I am on a dedicated server with Intel Xeon D D-1520 4/8t 2,2 / 2,6 GHz, 32 GB of RAM DDR4 ECC 2133 MHz, and 2 x480GB of SSD SOFT. The problem I am encountering is that MySQL eats up all of my CPU power and slows down everything else. My server pilot says my total CPU usage is 92% right now, and these are the active processes.

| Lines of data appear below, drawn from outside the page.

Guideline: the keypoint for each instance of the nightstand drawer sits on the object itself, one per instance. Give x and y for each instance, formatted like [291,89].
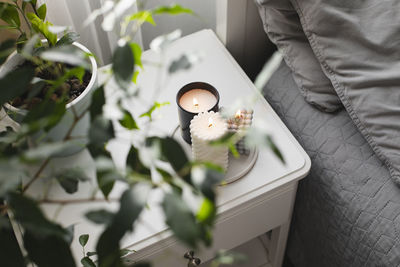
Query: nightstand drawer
[234,227]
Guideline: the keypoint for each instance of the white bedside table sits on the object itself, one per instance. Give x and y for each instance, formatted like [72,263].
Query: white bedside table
[261,201]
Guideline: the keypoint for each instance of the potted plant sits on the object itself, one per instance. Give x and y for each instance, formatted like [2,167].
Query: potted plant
[56,71]
[27,150]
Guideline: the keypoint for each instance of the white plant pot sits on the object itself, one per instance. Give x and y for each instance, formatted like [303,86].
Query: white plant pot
[80,104]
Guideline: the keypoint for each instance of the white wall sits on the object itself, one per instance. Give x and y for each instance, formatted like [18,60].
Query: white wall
[187,23]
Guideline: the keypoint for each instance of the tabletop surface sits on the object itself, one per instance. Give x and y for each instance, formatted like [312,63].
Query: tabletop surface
[218,68]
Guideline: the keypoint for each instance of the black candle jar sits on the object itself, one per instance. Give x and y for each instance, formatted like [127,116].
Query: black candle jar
[186,116]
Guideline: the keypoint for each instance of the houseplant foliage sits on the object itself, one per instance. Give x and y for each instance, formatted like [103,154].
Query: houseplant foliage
[24,156]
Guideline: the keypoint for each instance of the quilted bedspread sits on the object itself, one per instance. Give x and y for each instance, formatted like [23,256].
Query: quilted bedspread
[347,211]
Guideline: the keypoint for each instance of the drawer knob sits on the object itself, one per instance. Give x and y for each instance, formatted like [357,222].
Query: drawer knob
[193,261]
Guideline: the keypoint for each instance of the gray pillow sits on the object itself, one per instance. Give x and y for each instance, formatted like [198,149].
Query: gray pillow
[357,43]
[283,27]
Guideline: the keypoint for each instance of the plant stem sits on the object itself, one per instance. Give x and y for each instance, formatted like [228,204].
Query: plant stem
[26,20]
[76,120]
[76,201]
[46,162]
[37,174]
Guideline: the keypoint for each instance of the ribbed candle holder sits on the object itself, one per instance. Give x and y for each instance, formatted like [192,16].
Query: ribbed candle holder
[205,128]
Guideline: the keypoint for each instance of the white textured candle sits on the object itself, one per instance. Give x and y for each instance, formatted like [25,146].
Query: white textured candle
[197,100]
[204,128]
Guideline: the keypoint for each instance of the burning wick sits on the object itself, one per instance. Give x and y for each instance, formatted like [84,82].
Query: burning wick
[210,123]
[238,114]
[195,103]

As you can see, I have a lot of RAM left to be used, but nearly any CPU. This is my MySQL config my.cnf

port        = 3306
socket      = /var/run/mysqld/mysqld.sock

socket      = /var/run/mysqld/mysqld.sock
nice        = 0


user        = mysql
pid-file    = /var/run/mysqld/mysqld.pid
socket      = /var/run/mysqld/mysqld.sock
port        = 3306
basedir     = /usr
datadir     = /var/lib/mysql
tmpdir      = /tmp
lc-messages-dir = /usr/share/mysql

bind-address        =

key_buffer      = 16M
max_allowed_packet  = 16M
thread_stack        = 192K
thread_cache_size       = 8
myisam-recover         = BACKUP
query_cache_type = 1
query_cache_size = 256M
query_cache_limit = 2M

log_error = /var/log/mysql/error.log

expire_logs_days    = 10
max_binlog_size         = 100M
#binlog_do_db       = include_database_name
#binlog_ignore_db   = include_database_name  

max_allowed_packet  = 16M

#no-auto-rehash # faster start of mysql but no tab completition

key_buffer      = 16M

!includedir /etc/mysql/conf.d/

my mysql_innodb.cnf only has this entry

innodb_file_per_table = 1

Now, is there anything I can do to optimize my situation?

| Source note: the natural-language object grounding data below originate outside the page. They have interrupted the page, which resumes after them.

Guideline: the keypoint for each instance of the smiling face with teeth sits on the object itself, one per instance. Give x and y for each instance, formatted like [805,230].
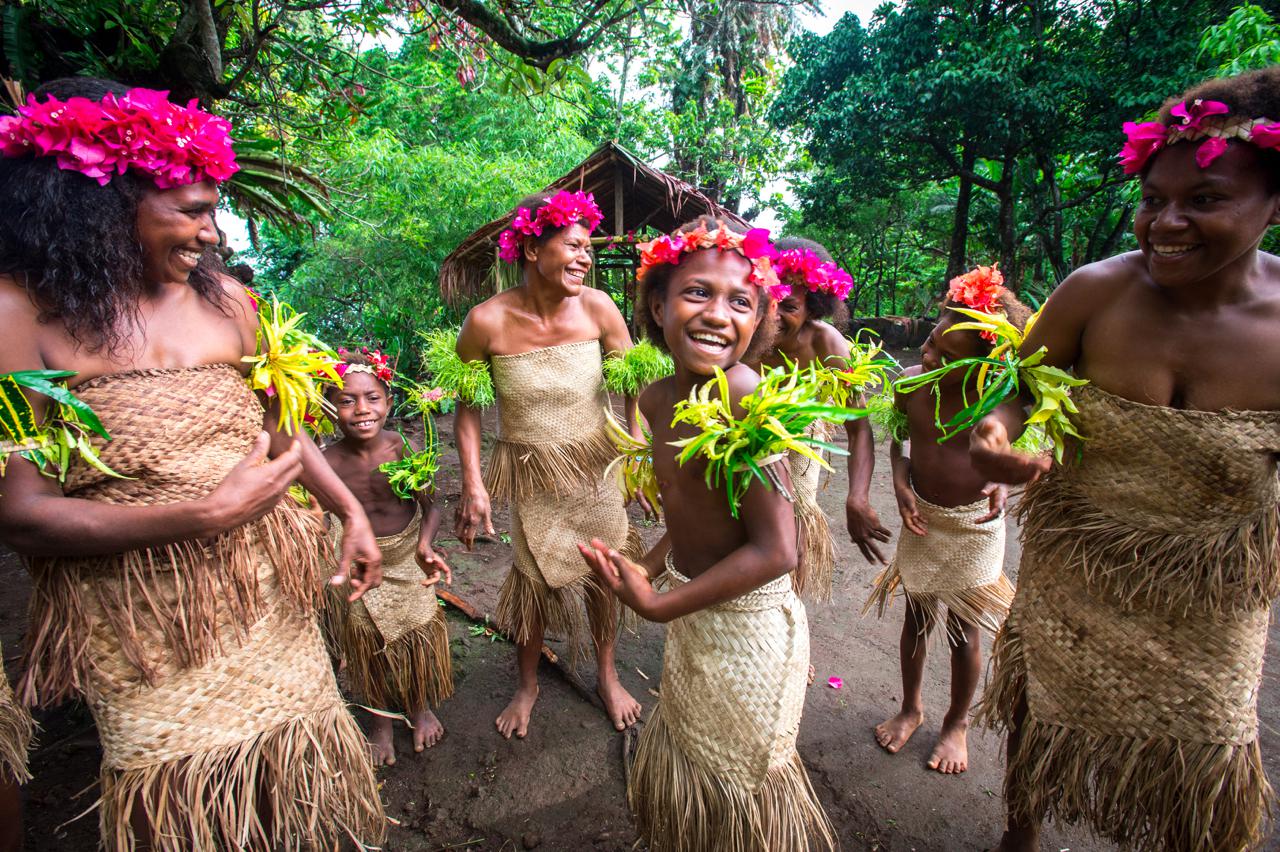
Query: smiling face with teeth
[562,261]
[1203,225]
[174,228]
[708,311]
[362,404]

I am completely new to managing my own server, but I figured I have to start sometime somewhere somehow. So I would sincerely appreciate any recommendation or advice.

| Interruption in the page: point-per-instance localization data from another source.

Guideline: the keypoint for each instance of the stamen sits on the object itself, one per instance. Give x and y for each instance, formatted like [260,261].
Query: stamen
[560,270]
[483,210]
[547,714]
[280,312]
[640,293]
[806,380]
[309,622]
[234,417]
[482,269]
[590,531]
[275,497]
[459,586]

  • @chrisPalmer...How many current connections open/how many threads? what is your innodb_buffer pool size? what kind of queries are running and how long? Are any of the queries un-optimized, using filesort, temp table, etc...?
    – BK435
    Dec 7, 2015 at 19:32
  • @BK435 earlier I killed every background process that had any MySQL queries. So right now, there are no connections, but the MySQL is still using about 30-40% of the CPU - for no queries. My innodb_buffer pool size is 134217728. No, the queries are all simple "select name from table where test=1" and normal insert queries. There are three connections and it says in the state column "Copying to tmp table".
    – Chris Palmer Breuer
    Dec 7, 2015 at 23:44
  • so your saying current cpu usage is above in the 30% range and mysql is doing nothing?
    – BK435
    Dec 8, 2015 at 0:47
  • that's right. I can restart mysql and it will go back up to the 30% range. The only thing it shows is when I SHOW PROCESSLIST it shows three connections and it says in the "state"-column "Copying to tmp table".
    – Chris Palmer Breuer
    Dec 8, 2015 at 0:52
  • 1
    High CPU almost always indicates an inefficient SELECT. Do SHOW PROCESSLIST to find it, then let's see it. Also provide SHOW CREATE TABLE; the solution may be as simple as adding a composite index.
    – Rick James
    Dec 11, 2015 at 23:58

1 Answer 1


Verify that you tables are using the InnoDB engine and not the MyISAM or ARIA engine. Concurrent writes on non InnoDB tables can cause huge CPU spikes from attempts to get full table locks.

  • I believe that locks are implemented a bit more efficiently than just busy waiting.
    – jkavalik
    Apr 27, 2016 at 5:51
  • ARIA 2.0 (next version) goals row level locking, right now it is just table level locks. So like of current writes to the same rows will certainly cause CPU spikes.